Now I know that some prominent individuals have questioned Aberdeen’s relevance in the mid-market at one time or another, and some have even had some valid points, but the following truths hold: (a) if its good for big business, then some elements will certainly be good for medium-sized businesses, since it is essentially impossible for a business with poor practices to get large or stay large in today’s ultra-competitive market and (b) the data is based on your responses and any survey with a large number of respondents is going to contain a relatively significant number of responses from the mid-market. Yes, you might need to take some of the results with a grain of salt, or, more appropriately, with some good consulting advice from those companies that have helped similar companies undertake similar initiatives, but it’s much better to have valid data and supported conclusions to start with then to start with no data at all. So I say: Go Aberdeen Go! and continue to break ground in the analyst space. Right now, the issues need all the attention they can get – and given that the current talent pool, although not as well known, is more talented than they are being given credit for, one can be sure the research is only going to get better and better.

So participate in their surveys, get your free research, and make informed decisions. Furthermore, if you have ever attempted advanced sourcing, be sure to take their Advanced Sourcing Survey. Their last benchmark study in this area found that companies employing advanced sourcing techniques saved on average 12% more than their competitors who did not. This study is going to delve deeper into the issue and help you determine which technique will help you</> the most. It’s worth your time.

Don’t Buck the Brand

A few months ago, CPO Agenda published an article entitled Backing the Brand that stated aligning procurement and supply strategy with brand building and marketing is vital for long term success. A couple of weeks ago, the Frasers/PMAC Newsletter published the article Wising up to Marketing Costs that stated that marketing seems to be one of the final frontiers in strategic sourcing and that some companies are using sound strategies to save millions of dollars on marketing, without missing deadlines or diluting the creative intent. In other words, not only can the logic work with the magic, as outlined in my Magic & Logic Posts (Part I and Part II), but that Procurement can Back the Brand profitably.

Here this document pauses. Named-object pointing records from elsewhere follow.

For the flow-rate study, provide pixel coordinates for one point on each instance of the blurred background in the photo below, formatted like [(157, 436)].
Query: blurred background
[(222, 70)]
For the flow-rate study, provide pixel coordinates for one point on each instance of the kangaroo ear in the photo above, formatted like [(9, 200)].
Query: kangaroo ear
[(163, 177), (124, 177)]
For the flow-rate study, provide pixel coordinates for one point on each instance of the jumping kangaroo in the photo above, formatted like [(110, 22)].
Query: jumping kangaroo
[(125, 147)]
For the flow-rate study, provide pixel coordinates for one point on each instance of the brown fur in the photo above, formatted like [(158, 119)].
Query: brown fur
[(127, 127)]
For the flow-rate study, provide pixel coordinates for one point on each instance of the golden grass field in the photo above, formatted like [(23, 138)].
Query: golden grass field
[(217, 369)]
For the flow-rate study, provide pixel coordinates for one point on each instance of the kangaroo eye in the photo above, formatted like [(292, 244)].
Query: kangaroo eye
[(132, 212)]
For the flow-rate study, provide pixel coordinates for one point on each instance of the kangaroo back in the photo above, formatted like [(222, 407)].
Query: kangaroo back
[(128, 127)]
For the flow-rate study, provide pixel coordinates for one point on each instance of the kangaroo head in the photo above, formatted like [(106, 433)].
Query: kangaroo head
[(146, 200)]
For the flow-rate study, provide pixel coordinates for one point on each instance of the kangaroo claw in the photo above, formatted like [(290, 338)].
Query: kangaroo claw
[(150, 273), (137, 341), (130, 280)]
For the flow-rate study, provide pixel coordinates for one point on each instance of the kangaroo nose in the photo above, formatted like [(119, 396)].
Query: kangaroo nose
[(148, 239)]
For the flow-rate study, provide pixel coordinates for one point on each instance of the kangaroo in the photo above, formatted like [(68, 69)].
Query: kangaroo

Backing the Brand states that a successful brand can

  • differentiate a product or service
  • enhance a product’s competitiveness
  • influence the price-elasticity of demand
  • ease the introduction of new products and services
  • create customer recognition and loyalty
  • enhance leverage over upstream and downstream supply chain partners
  • create long term shareholder value

In addition, it states that even though procurement and supply chain may not always dictate a successful advantage on their own, it is clear that differentiation and customer retention might be impaired if they are not aligned with marketing and brand strategies and that only those organizations that can institutionalize continuous cross-functional implementation of a linked brand and sourcing strategy are likely to be successful in the future.

The article then goes on to offer five steps to successful alignment, as well as three case studies of organizations that have succeeded in successfully linking procurement and marketing and three organizations that have failed, but like other articles extolling the virtues of a procurement and marketing partnership, it skips over the simple first steps to success.

That’s where the article Wising up to Marketing Costs comes into play. It describes how your procurement department can make use of a category specialist model for buying and outsource acquisition of marketing categories such as print management that not only costs large organizations millions of dollars annually, but often costs those same organizations in excess of a million dollars of unnecessary spend. It also describes how the deployment of eProcurement solutions can save you money while giving Marketing the speed and flexibility they require.

So Back the Brand – and be the only department in your organization to have a double impact on the balance sheet. Make Charles proud.